Brent Bozell, the media critic and director of the Media Research Center, accused the media of deliberately spiking the story. Bozell wrote, “Had he been openly gay and his attackers heterosexual, the crime would have led all the networks. But no liberal media outlet has as its villains two gay men.”
After The Washington Times article, the lack of coverage of Jesse Dirkhising’s case was noted by conservative commentators and was attributed to the homosexuality of the perpetrators as well as the nature of the crimes. Conservative political commentator Pat Buchanan noted that showing gay men as sadistic barbarians does not fit the “villain-victim script of our cultural elite.”
The Matthew Shepard murder was approaching its first anniversary and was getting another round of national attention, coupled with updates on pending hate crime legislation.
The Dirkhising case was repeatedly compared with the media coverage of the murder of Matthew Shepard, although the cases were dissimilar in several important details.
While both victims died as the result of assaults by two men, Jesse Dirkhising was a minor and the victim of a sex crime, while the adult Shepard was ostensibly murdered as part of a hate crime.
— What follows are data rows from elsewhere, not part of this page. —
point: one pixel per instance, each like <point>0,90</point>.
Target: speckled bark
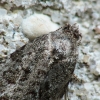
<point>42,69</point>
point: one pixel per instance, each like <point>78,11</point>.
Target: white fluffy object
<point>36,25</point>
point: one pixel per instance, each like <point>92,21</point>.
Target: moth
<point>43,68</point>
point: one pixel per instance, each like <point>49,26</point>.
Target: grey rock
<point>41,69</point>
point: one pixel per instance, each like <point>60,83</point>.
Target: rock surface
<point>43,68</point>
<point>86,13</point>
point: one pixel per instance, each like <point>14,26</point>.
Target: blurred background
<point>86,15</point>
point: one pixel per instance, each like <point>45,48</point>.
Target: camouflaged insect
<point>42,69</point>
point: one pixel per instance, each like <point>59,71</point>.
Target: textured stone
<point>42,69</point>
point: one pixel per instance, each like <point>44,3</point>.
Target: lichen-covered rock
<point>37,25</point>
<point>42,69</point>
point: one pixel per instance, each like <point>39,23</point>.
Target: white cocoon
<point>36,25</point>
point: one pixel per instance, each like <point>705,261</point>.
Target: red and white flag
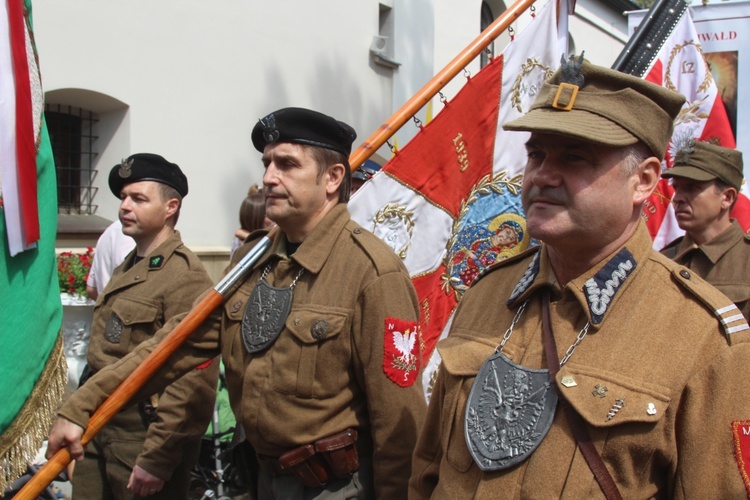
<point>20,122</point>
<point>449,202</point>
<point>681,67</point>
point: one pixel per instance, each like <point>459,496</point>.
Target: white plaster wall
<point>195,75</point>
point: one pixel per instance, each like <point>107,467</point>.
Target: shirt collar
<point>314,251</point>
<point>598,288</point>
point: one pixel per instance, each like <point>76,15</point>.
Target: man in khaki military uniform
<point>707,179</point>
<point>320,343</point>
<point>646,360</point>
<point>149,447</point>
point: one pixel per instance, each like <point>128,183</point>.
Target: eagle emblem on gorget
<point>509,412</point>
<point>401,357</point>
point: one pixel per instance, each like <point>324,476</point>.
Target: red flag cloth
<point>449,203</point>
<point>19,181</point>
<point>682,67</point>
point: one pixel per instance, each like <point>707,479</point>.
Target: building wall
<point>188,79</point>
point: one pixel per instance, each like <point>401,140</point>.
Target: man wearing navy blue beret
<point>321,342</point>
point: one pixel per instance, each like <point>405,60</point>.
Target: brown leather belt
<point>315,465</point>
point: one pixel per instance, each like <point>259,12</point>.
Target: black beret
<point>146,167</point>
<point>303,126</point>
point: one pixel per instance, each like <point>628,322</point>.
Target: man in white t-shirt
<point>111,249</point>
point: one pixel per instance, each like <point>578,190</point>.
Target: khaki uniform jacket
<point>654,341</point>
<point>134,305</point>
<point>723,262</point>
<point>306,386</point>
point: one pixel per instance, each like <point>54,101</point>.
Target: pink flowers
<point>73,271</point>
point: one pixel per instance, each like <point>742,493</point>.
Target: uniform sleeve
<point>201,346</point>
<point>713,427</point>
<point>185,409</point>
<point>428,452</point>
<point>396,413</point>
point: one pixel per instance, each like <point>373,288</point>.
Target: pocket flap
<point>312,325</point>
<point>606,399</point>
<point>131,311</point>
<point>463,356</point>
<point>737,292</point>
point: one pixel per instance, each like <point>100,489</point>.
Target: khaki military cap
<point>602,106</point>
<point>702,161</point>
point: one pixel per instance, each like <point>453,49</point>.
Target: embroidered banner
<point>700,60</point>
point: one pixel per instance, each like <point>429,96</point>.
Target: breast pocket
<point>312,356</point>
<point>624,412</point>
<point>131,321</point>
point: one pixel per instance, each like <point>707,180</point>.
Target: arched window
<point>72,139</point>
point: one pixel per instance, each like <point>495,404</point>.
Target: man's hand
<point>144,483</point>
<point>65,434</point>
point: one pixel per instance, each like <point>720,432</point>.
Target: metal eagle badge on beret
<point>509,412</point>
<point>401,349</point>
<point>265,315</point>
<point>683,155</point>
<point>125,168</point>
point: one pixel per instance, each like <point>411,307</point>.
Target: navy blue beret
<point>303,126</point>
<point>147,167</point>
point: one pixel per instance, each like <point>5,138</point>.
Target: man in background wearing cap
<point>320,342</point>
<point>149,447</point>
<point>362,174</point>
<point>706,179</point>
<point>645,359</point>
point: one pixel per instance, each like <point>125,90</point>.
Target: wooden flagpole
<point>423,95</point>
<point>216,297</point>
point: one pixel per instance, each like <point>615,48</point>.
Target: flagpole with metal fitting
<point>440,80</point>
<point>215,297</point>
<point>127,389</point>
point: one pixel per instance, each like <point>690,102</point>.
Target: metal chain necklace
<point>266,312</point>
<point>510,407</point>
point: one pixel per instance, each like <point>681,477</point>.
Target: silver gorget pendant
<point>265,315</point>
<point>509,411</point>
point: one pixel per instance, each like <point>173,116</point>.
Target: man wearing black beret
<point>149,447</point>
<point>321,342</point>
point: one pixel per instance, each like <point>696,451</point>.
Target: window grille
<point>486,18</point>
<point>71,132</point>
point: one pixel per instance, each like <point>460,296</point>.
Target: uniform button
<point>568,381</point>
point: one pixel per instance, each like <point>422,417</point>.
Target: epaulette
<point>669,250</point>
<point>730,317</point>
<point>383,258</point>
<point>506,262</point>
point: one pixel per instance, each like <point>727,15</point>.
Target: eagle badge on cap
<point>571,81</point>
<point>270,132</point>
<point>125,167</point>
<point>683,155</point>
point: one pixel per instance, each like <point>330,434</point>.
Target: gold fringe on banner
<point>21,441</point>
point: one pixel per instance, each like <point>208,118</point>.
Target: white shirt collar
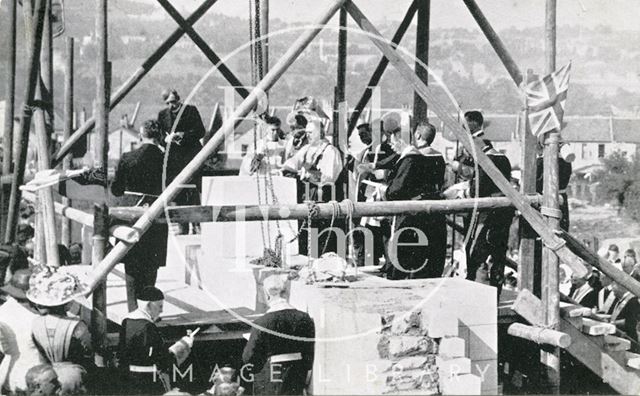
<point>279,305</point>
<point>581,292</point>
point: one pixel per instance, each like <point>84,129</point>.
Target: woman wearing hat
<point>59,337</point>
<point>17,345</point>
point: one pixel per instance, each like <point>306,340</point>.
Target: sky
<point>622,14</point>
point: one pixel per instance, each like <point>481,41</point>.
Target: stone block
<point>452,347</point>
<point>466,384</point>
<point>401,346</point>
<point>437,322</point>
<point>593,327</point>
<point>408,380</point>
<point>410,363</point>
<point>448,367</point>
<point>483,342</point>
<point>403,323</point>
<point>615,344</point>
<point>487,370</point>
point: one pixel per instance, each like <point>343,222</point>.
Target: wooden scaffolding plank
<point>589,350</point>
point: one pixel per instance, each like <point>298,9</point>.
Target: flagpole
<point>551,210</point>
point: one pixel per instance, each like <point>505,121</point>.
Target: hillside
<point>605,62</point>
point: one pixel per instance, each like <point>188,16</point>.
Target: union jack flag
<point>546,99</point>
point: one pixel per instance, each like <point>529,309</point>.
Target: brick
<point>487,370</point>
<point>633,360</point>
<point>401,346</point>
<point>404,380</point>
<point>452,347</point>
<point>483,342</point>
<point>614,344</point>
<point>466,384</point>
<point>410,363</point>
<point>593,327</point>
<point>403,323</point>
<point>437,322</point>
<point>453,366</point>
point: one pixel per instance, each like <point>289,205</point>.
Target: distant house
<point>133,39</point>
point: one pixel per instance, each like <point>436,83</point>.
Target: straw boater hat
<point>18,284</point>
<point>52,287</point>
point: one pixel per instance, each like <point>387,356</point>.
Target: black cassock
<point>141,348</point>
<point>286,376</point>
<point>140,171</point>
<point>490,230</point>
<point>180,154</point>
<point>418,175</point>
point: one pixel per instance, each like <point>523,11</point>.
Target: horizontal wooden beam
<point>589,256</point>
<point>120,232</point>
<point>473,145</point>
<point>540,335</point>
<point>185,214</point>
<point>133,80</point>
<point>590,351</point>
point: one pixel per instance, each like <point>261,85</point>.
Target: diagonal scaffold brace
<point>156,209</point>
<point>531,215</point>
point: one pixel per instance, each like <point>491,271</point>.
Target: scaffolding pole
<point>422,58</point>
<point>65,234</point>
<point>33,73</point>
<point>247,105</point>
<point>134,79</point>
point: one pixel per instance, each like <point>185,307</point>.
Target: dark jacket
<point>418,175</point>
<point>140,171</point>
<point>487,187</point>
<point>190,123</point>
<point>288,377</point>
<point>182,152</point>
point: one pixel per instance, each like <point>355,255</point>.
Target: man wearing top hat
<point>145,360</point>
<point>183,127</point>
<point>487,247</point>
<point>417,175</point>
<point>21,352</point>
<point>140,171</point>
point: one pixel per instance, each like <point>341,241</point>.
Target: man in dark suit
<point>183,128</point>
<point>280,351</point>
<point>490,230</point>
<point>583,293</point>
<point>140,171</point>
<point>417,175</point>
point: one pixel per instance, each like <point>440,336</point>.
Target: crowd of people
<point>46,348</point>
<point>609,301</point>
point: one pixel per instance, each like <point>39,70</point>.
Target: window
<point>448,153</point>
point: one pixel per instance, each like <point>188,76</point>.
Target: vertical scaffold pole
<point>33,73</point>
<point>65,235</point>
<point>550,291</point>
<point>101,219</point>
<point>422,58</point>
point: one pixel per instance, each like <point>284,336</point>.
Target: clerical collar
<point>140,314</point>
<point>279,305</point>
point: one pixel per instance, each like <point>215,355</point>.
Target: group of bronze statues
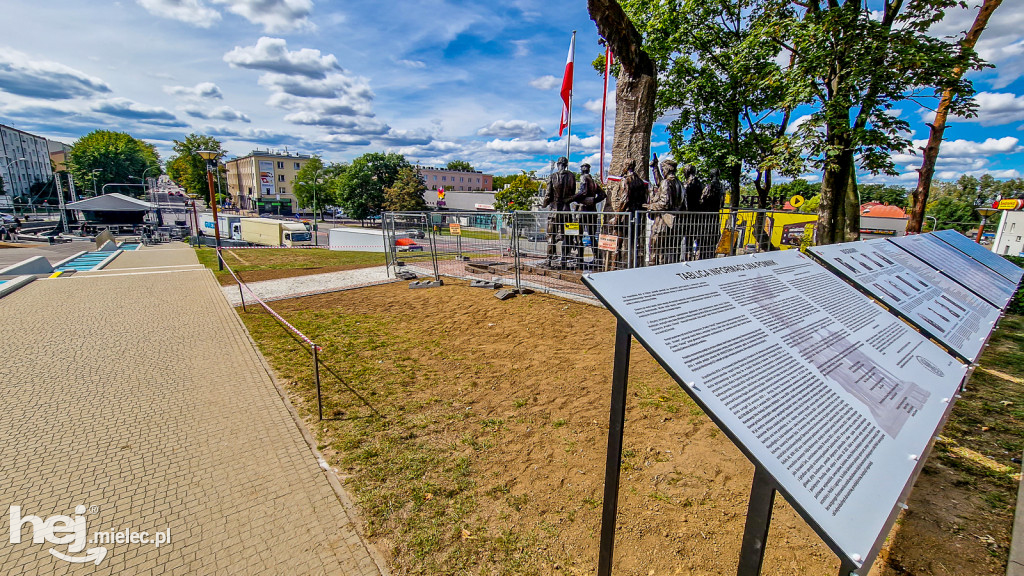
<point>685,216</point>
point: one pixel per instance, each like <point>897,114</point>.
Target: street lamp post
<point>94,179</point>
<point>985,212</point>
<point>315,236</point>
<point>211,164</point>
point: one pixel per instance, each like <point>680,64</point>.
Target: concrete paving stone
<point>123,392</point>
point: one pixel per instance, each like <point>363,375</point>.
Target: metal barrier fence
<point>550,251</point>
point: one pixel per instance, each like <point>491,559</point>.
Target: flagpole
<point>604,104</point>
<point>568,123</point>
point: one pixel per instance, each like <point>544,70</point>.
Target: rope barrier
<point>304,338</point>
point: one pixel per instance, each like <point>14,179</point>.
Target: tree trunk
<point>635,87</point>
<point>931,152</point>
<point>835,184</point>
<point>852,209</point>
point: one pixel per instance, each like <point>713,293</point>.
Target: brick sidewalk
<point>178,427</point>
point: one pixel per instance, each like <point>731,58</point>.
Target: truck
<point>228,225</point>
<point>268,232</point>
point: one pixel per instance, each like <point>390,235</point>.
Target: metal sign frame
<point>764,486</point>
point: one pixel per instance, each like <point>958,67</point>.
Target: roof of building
<point>113,202</point>
<point>879,210</point>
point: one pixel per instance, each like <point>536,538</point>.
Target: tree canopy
<point>359,190</point>
<point>460,165</point>
<point>853,65</point>
<point>518,195</point>
<point>187,168</point>
<point>407,192</point>
<point>311,186</point>
<point>113,158</point>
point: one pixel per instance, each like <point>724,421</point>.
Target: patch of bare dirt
<point>542,367</point>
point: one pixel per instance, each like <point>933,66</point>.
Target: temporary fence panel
<point>550,251</point>
<point>410,243</point>
<point>475,245</point>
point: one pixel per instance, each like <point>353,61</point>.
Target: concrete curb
<point>1015,566</point>
<point>11,285</point>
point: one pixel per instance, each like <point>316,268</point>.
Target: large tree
<point>407,192</point>
<point>938,126</point>
<point>725,117</point>
<point>111,158</point>
<point>853,64</point>
<point>360,188</point>
<point>635,88</point>
<point>187,168</point>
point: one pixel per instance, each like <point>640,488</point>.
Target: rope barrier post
<point>320,400</point>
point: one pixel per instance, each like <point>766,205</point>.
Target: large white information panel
<point>941,307</point>
<point>976,277</point>
<point>837,399</point>
<point>1006,269</point>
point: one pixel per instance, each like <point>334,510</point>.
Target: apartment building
<point>263,180</point>
<point>25,160</point>
<point>455,180</point>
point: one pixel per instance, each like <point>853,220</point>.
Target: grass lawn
<point>472,435</point>
<point>256,264</point>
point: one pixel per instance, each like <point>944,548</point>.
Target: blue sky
<point>436,80</point>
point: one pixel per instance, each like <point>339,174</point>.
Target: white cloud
<point>271,54</point>
<point>413,64</point>
<point>995,109</point>
<point>222,113</point>
<point>188,11</point>
<point>595,105</point>
<point>199,91</point>
<point>512,129</point>
<point>795,124</point>
<point>274,15</point>
<point>22,75</point>
<point>546,82</point>
<point>1000,44</point>
<point>962,148</point>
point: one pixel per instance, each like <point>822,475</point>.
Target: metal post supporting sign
<point>616,423</point>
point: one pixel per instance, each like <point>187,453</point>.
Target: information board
<point>834,397</point>
<point>936,304</point>
<point>1001,265</point>
<point>970,273</point>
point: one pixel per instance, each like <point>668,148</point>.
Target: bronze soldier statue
<point>711,204</point>
<point>628,197</point>
<point>692,228</point>
<point>561,190</point>
<point>665,242</point>
<point>586,201</point>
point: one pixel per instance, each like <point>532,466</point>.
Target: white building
<point>1010,236</point>
<point>18,174</point>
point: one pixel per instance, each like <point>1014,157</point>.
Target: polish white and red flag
<point>566,90</point>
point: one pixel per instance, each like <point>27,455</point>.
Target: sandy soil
<point>543,366</point>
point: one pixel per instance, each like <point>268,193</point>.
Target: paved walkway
<point>308,285</point>
<point>175,428</point>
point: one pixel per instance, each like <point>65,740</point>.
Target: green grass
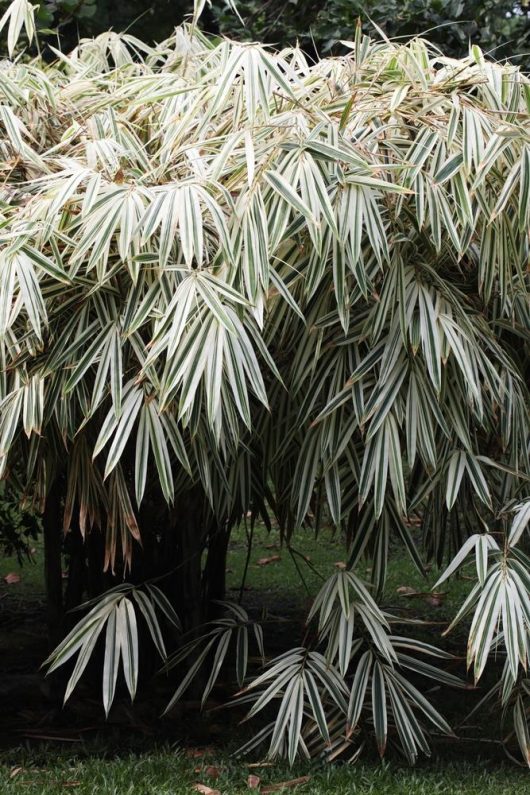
<point>168,772</point>
<point>291,581</point>
<point>90,768</point>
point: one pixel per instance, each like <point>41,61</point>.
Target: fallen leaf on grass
<point>405,590</point>
<point>266,561</point>
<point>205,790</point>
<point>211,771</point>
<point>294,782</point>
<point>195,753</point>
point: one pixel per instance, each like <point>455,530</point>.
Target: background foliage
<point>239,284</point>
<point>500,27</point>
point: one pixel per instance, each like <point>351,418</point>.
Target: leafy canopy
<point>300,286</point>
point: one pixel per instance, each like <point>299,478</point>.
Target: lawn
<point>284,582</point>
<point>171,772</point>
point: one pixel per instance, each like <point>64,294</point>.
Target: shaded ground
<point>279,587</point>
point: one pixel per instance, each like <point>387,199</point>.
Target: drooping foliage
<point>298,288</point>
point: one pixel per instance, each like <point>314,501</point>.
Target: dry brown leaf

While both heterosexuality and homosexuality have been cited as issues in both cases, the circumstances were different and in contrast: Shepard was an openly gay man who was attacked by two heterosexual men, while Dirkhising was raped by two men who were described as lovers. It was described by some as merely another sordid sex crime.
Davis Carpenter and Joshua Brown were each charged with capital murder and six counts of rape, and they faced the death penalty in Arkansas for the crimes. Neither man had any known prior convictions.
Trial and Convictions
The two men were tried separately, as it was believed that each of them would blame the other for the murder.
The Arkansas state prosecutor maintained that “the older man had mapped out the assault and watched a portion of it” so chose to send Brown (the younger lover) to trial first.
Carpenter’s court-appointed attorney, criminal defence lawyer Tim Buckley, sought a change of venue from Benton County citing excessive pretrial publicity. “It’s been on everyone’s lips down here for a month and a half,” Buckley stated. So he felt his client would not get a fair trial.
The Washington Post was “almost alone among national newspapers” reporting on Brown’s trial and Fox News was the only network to cover the murder trial and conviction.
The prosecutors “argued that Jesse suffocated to death during the sexual assault because of a combination of the drugs and the way he was trussed up.”
In March 2001, Brown was found guilty of first-degree murder and rape.
He was sentenced to life in prison, and this sentence was upheld on appeal by the Arkansas Supreme Court in September 2003.
In April 2001, Carpenter pleaded guilty to similar charges and was also sentenced to life.
Subsequently, Carpenter said on the Fox News Channel that Brown was solely responsible for the rape and murder of Dirkhising while Brown said that Carpenter was the director. So they were correct in assuming that they would blame each other.
As of 2013 Carpenter is in prison in the Arkansas Department of Corrections in the Tucker Maximum Security Unit.
He entered the state prison system on April 26, 2001. As of 2013 Joshua Macave Brown, is in the East Arkansas Regional Unit. He had been received into the state prison system on April 4, 2001.
Memorials
No local memorials have been held since his brutal death at the hands of two homosexual predators who confessed to using the boy as a sex toy while torturing him to death.
Jesse’s classmates at Lincoln Middle School placed flowers on his school bus seat and memorialised his locker after his death.